Interpersonal Neurobiology (IPNB) serves as a theoretical model in a very different way than most biomedical models, and that difference is the point.
IPNB does not try to explain outcomes by isolating a single structure, pathway, or intervention and assigning it causal primacy. Instead, it offers a coherence model. It explains how patterns of experience emerge from the interaction of nervous system state, relational context, developmental history, and current conditions. It is less about mechanism in the narrow sense and more about organization over time.
Where many theoretical models ask, “What did this intervention do to the system?”, IPNB asks, “What conditions allowed this system to shift?” That changes what counts as evidence and what counts as explanation.
In IPNB, change happens when conditions reduce threat and increase integration. Those conditions include predictability, attunement, continuity, choice, pacing, and repair. When those are present, systems often reorganize. When they are absent, even technically correct interventions can destabilize or fail. This explains why the same intervention can produce wildly different outcomes across people without requiring a new diagnosis or a new pathology to explain the difference.

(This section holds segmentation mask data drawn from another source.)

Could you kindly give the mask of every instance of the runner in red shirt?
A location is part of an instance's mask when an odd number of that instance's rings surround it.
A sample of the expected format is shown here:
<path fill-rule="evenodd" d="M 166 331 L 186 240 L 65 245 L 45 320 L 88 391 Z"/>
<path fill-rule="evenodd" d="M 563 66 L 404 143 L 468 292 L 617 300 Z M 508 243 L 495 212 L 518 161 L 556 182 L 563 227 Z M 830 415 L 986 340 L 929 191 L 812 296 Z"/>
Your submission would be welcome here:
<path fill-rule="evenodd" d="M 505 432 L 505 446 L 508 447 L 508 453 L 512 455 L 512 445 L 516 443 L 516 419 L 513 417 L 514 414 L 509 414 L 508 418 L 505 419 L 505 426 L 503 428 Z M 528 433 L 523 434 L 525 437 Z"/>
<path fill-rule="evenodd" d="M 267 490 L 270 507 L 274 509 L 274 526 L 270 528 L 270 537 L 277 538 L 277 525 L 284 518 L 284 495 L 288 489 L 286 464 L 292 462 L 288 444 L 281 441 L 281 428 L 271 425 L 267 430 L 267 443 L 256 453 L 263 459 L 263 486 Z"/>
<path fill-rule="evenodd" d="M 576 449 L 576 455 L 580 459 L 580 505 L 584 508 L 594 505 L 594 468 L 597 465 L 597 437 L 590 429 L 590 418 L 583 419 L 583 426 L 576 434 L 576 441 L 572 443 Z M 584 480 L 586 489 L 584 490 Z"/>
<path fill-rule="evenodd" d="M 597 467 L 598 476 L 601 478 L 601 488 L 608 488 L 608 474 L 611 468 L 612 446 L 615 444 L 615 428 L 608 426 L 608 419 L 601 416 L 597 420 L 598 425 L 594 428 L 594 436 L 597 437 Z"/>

As a theoretical model, IPNB accounts for variability without blaming the individual or overstating the power of a technique. It can explain why a single medical procedure, a relational rupture, a documentation practice, or a long-term therapeutic relationship can have disproportionate effects on physiology, perception, and function. They alter the overall load the system is carrying.
This is where IPNB differs from models often criticized for speculative mechanisms. It does not claim that a specific input directly produces a specific output. It claims that systems reorganize when conditions change, and that those conditions are relational, developmental, and contextual as much as they are biological.
That makes IPNB especially useful in areas like trauma, chronic pain, and complex stress, where linear cause-and-effect models repeatedly fail. It also means IPNB is harder to reduce to a single study or intervention. It is a framework for understanding patterns across time, not a claim about a particular treatment’s power.
IPNB is a theoretical model, but not in the reductionist sense. Unlike narrower models, it explains why outcomes depend on fit, timing, context, and relationship, and why no single intervention can be universally effective.